Further categorization of SARS-CoV-2 genome sequences into genetic lineages was achieved utilizing the Phylogenetic Assignment of Named Global Outbreak LiNeages (PANGOLIN). Annotation of sequences was carried out using the COVID-19 Annotation tool (http://giorgilab.unibo.it/coronannotator/) [18].
To elucidate novel mutations, sequences from previous mutations were retrieved from GISAID database. These mutations were annotated utilizing the COVID-19 Annotation tool (http://giorgilab.unibo.it/coronannotator/) [18] for comparison with mutations identified in the study.
2.4. Data availability
The sequences obtained were published in the Global Initiative on Sharing All Influenza Data (GISAID) database.
3. Results
3.1. Sequencing data
The sequencing information from the set of 44 SARS-CoV-2 sequenced samples had an average of base coverage of 95%. Each base on average had a coverage depth of 282.73, with a maximum coverage depth reaching up to 1031.16. The sequences were deposited in GISAID and published with the accession numbers EPI_ISL_19004000 to EPI_ISL_19004016 and EPI_ISL_19004981 to EPI_ISL_19005007. All the sequences are listed in the S1 Table
3.2. SARS-CoV-2 variants of concern
The sequencing outcomes of SARS-CoV-2 encompassed a cohort of 44 samples. There were two variants of concern seen: forty two samples (95%) had Omicron variant while two samples (5%) had delta variant. Within the Omicron variant, a genetic diversity was observed, with four discernible clades denoted as BA.1, BA.1.1, BA.1.1.1, and BA.1.14. The BA.1.1 clade, domineered constituting a substantial majority at 86.4% of the total sequenced samples (Fig 1).

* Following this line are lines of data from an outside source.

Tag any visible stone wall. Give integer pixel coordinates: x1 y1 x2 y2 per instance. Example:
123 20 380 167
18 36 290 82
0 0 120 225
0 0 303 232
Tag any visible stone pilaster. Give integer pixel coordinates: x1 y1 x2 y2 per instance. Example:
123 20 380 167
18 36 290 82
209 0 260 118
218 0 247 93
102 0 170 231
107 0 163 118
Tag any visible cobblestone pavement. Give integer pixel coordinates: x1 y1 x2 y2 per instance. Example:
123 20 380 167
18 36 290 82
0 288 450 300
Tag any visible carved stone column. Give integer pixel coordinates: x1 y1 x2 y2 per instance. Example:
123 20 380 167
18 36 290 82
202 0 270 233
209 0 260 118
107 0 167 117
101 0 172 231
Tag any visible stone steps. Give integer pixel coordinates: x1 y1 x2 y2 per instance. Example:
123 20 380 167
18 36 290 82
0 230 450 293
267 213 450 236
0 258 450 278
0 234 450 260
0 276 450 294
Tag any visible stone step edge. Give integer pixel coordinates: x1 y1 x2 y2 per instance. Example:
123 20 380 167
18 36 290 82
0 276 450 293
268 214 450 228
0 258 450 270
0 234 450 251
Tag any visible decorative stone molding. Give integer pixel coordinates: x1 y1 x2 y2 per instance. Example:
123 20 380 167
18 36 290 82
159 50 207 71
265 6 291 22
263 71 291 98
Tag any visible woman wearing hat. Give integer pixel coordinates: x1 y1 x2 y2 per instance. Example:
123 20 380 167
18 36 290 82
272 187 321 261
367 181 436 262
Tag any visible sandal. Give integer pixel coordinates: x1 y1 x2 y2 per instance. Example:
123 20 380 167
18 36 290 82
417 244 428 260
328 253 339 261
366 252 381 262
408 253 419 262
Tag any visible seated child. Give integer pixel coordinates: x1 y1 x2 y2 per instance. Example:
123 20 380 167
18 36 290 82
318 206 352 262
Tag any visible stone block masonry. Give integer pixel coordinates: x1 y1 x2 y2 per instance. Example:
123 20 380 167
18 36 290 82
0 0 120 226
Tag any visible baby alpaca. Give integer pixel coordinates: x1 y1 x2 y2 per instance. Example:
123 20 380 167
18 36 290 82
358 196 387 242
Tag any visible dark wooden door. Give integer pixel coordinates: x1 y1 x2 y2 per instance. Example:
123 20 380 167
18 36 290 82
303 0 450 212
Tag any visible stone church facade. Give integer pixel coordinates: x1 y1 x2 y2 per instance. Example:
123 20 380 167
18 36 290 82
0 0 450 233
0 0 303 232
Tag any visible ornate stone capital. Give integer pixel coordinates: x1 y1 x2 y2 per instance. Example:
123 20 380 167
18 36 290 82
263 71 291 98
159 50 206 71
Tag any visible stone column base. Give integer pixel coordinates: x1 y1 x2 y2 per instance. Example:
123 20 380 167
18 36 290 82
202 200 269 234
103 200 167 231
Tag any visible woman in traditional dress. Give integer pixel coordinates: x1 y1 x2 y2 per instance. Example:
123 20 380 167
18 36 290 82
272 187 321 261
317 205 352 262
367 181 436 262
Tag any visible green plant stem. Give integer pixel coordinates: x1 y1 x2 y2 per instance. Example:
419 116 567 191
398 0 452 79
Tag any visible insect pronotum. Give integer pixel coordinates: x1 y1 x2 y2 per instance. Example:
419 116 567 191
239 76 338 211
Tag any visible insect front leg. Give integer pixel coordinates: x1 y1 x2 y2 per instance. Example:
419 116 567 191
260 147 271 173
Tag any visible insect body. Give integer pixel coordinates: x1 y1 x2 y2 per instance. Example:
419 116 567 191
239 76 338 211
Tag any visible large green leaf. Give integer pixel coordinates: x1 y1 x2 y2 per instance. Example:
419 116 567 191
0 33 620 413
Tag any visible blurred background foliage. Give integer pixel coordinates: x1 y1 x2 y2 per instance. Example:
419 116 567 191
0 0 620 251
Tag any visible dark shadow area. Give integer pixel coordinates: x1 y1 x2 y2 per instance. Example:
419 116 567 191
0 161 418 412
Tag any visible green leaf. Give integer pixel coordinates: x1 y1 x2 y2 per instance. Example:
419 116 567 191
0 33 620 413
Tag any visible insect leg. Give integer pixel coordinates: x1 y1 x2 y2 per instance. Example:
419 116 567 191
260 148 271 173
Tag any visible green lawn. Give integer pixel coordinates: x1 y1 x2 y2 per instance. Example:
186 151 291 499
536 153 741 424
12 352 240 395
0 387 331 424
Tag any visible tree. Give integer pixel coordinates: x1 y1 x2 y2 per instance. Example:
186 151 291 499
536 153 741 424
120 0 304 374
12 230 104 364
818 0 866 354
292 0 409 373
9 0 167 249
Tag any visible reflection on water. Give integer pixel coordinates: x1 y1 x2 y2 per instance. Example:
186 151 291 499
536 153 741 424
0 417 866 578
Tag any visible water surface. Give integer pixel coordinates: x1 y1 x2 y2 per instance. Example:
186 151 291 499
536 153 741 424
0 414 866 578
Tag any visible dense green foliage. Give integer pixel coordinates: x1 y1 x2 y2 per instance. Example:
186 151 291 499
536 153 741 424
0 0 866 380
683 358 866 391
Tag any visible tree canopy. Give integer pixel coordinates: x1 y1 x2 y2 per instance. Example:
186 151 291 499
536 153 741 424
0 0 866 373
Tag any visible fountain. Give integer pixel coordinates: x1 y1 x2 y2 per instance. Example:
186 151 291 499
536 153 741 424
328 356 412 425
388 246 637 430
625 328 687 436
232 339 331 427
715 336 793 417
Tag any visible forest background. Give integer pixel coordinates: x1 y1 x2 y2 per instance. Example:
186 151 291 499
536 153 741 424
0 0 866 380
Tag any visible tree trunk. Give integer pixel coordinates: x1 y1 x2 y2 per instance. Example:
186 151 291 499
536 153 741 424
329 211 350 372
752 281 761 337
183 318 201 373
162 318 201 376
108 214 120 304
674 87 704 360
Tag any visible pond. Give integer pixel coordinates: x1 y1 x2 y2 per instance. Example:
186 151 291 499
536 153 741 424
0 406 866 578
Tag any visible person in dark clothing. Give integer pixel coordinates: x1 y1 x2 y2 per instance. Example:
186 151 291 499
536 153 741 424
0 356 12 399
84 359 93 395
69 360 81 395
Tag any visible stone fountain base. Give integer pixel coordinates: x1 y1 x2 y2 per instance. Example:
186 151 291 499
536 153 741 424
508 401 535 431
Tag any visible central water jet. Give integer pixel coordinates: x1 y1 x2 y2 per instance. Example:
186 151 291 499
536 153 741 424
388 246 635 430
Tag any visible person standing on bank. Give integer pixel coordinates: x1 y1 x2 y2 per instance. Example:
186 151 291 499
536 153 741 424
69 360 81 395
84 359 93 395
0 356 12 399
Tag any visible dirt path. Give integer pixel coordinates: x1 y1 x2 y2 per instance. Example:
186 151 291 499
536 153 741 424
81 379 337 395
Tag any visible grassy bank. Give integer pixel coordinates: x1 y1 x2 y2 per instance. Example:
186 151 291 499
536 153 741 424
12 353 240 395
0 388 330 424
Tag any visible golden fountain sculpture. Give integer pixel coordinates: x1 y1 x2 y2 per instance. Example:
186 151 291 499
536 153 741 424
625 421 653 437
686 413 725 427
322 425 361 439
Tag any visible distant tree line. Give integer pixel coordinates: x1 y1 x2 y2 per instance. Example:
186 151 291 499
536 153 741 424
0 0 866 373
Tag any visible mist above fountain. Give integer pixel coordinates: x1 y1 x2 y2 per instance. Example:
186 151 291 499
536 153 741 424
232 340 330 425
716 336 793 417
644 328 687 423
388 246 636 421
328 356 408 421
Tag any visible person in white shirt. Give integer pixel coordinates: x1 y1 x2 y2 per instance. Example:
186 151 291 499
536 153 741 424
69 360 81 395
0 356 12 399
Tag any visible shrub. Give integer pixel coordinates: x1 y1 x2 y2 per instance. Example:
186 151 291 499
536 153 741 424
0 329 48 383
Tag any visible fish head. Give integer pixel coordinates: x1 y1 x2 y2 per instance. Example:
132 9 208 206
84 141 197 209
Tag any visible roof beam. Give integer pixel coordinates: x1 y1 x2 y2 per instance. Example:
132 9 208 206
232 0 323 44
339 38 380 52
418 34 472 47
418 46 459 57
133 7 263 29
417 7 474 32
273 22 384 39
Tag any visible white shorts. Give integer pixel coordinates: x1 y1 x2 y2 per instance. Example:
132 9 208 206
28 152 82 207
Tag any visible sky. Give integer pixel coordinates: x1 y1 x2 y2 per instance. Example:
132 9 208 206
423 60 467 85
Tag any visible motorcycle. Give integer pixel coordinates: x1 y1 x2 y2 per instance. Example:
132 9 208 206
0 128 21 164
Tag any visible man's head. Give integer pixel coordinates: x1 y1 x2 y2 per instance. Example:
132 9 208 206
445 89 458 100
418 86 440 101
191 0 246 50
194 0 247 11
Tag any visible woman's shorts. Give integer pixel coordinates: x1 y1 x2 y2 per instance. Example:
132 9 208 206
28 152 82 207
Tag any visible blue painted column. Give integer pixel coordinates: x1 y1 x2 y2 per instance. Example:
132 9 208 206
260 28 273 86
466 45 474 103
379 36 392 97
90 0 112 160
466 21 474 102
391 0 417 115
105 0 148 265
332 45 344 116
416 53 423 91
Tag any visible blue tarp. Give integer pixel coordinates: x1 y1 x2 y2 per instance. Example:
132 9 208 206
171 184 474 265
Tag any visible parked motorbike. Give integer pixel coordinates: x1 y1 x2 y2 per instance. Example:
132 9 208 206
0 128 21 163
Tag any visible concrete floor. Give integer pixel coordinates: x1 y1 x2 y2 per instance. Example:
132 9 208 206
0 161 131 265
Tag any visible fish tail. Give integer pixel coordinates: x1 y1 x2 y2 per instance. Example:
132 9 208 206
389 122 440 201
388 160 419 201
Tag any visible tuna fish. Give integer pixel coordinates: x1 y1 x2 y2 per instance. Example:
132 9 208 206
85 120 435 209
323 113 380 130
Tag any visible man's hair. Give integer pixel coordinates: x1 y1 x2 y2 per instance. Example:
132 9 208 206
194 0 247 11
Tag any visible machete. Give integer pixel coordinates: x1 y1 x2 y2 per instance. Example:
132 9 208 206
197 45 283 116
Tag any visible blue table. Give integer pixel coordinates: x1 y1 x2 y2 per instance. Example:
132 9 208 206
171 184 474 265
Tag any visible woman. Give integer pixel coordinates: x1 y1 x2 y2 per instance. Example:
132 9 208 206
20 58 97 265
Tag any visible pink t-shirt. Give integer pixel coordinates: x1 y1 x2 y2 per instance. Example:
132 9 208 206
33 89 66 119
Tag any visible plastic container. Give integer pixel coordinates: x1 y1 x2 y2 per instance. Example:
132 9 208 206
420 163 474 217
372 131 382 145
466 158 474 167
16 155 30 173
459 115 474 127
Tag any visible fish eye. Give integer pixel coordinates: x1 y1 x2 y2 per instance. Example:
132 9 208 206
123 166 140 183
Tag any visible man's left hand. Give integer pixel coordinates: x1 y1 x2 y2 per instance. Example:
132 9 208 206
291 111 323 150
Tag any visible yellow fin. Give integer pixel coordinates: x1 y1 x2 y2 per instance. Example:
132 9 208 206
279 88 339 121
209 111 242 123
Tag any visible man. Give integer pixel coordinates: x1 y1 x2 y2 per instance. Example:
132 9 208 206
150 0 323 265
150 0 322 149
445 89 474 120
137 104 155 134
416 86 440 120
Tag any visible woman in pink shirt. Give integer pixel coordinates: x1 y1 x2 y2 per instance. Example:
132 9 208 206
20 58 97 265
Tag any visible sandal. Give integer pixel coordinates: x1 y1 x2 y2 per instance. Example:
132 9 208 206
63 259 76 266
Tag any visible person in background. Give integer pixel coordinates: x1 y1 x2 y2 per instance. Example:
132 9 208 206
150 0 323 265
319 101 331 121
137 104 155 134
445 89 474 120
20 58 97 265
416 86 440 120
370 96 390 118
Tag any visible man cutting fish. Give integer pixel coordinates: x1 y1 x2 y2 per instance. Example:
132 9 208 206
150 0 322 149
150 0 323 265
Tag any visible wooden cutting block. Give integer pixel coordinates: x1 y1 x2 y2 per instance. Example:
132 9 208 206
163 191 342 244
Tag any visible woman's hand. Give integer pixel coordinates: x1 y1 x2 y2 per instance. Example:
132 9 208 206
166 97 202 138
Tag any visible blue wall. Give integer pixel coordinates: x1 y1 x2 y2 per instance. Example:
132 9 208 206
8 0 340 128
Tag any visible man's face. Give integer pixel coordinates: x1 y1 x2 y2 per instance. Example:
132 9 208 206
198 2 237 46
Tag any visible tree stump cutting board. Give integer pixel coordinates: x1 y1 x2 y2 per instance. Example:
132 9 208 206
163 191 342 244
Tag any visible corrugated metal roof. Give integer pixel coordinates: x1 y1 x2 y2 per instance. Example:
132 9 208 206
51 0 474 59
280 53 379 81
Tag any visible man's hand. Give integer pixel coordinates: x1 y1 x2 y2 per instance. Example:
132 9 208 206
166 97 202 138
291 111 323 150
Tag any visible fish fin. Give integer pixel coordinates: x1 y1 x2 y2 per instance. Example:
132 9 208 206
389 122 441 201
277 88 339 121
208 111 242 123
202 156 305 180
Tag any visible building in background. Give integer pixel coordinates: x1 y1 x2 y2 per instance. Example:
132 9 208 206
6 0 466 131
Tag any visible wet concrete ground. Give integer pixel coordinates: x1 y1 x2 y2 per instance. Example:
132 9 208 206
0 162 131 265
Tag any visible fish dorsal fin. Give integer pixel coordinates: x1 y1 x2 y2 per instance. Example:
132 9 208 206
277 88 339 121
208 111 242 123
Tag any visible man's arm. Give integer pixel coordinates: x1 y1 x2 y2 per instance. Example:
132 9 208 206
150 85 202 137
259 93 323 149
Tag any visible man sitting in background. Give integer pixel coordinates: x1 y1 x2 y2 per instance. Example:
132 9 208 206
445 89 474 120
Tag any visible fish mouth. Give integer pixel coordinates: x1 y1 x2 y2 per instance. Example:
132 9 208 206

Fig 1. Clade frequency: The clade naming is based on PANGO system.
BA.1 represents the original Omicron variant. Each subsequent number denotes a sub-variant of its preceding number. AY.46 is from the Delta variant.
3.3. Variant distribution by gender among symptomatic and asymptomatic patients
Among the symptomatic patients, there were 16 (42%) males and 22 (58%) females. For symptomatic males, 14 (88%) cases had BA.1.1 variant. There is one case (6%) each for the BA.1 and AY.46 variants. No symptomatic males are reported for the BA.1.1.1 and BA.1.14 variants. For symptomatic females, 18 (82%) cases were due to the BA.1.1 variant. There were 2 (10%) cases of the BA.1.1.1 variant and one (5%) case each for the BA.1.14 and AY.46 variants. There were no symptomatic female cases for the BA.1 variant. Among the asymptomatic patients, there were 2 (33%) males and 4 (67%) females. All asymptomatic males and females were infected with the BA.1.1 variant. There were no asymptomatic cases for the BA.1.1.1, BA.1, BA.1.14, and AY.46 variants in either gender (Table 1).
Table 1. Distribution of the clades in relation to gender and symptoms.
| Clade | Symptoms | Gender | ||
|---|---|---|---|---|
| Male | Female | Total | ||
| BA.1.1 | Symptomatic | 14 | 18 | 32 |
| Asymptomatic | 2 | 4 | 6 | |
| BA.1.1.1 | Symptomatic | 0 | 2 | 2 |
| Asymptomatic | 0 | 0 | 0 | |
| BA.1 | Symptomatic | 1 | 0 | 1 |
| Asymptomatic | 0 | 0 | 0 | |
| BA.1.14 | Symptomatic | 0 | 1 | 1 |
| Asymptomatic | 0 | 0 | 0 | |
| AY.46 | Symptomatic | 1 | 1 | 2 |
| Asymptomatic | 0 | 0 | 0 | |
| Total | Symptomatic | 16 | 22 | 38 |
| Asymptomatic | 2 | 4 | 6 | |
| All | 18 | 26 | 44 | |
3.4. Frequency of mutations in the population
A total of 65 mutations were seen in various samples at varying frequencies. The “5’UTR” region showed a variant at position 241 with a frequency of 31.8%. In the Non structural protein (NSP) 2, a mutation A555A at position 2470 is present in 18.2% of subjects. Multiple mutations were observed in the NSP3 protein, including F106F, I388L, A889A, S1265, and A1892T with frequencies ranging from 11.4% to 97.7% as shown in the S2 Table.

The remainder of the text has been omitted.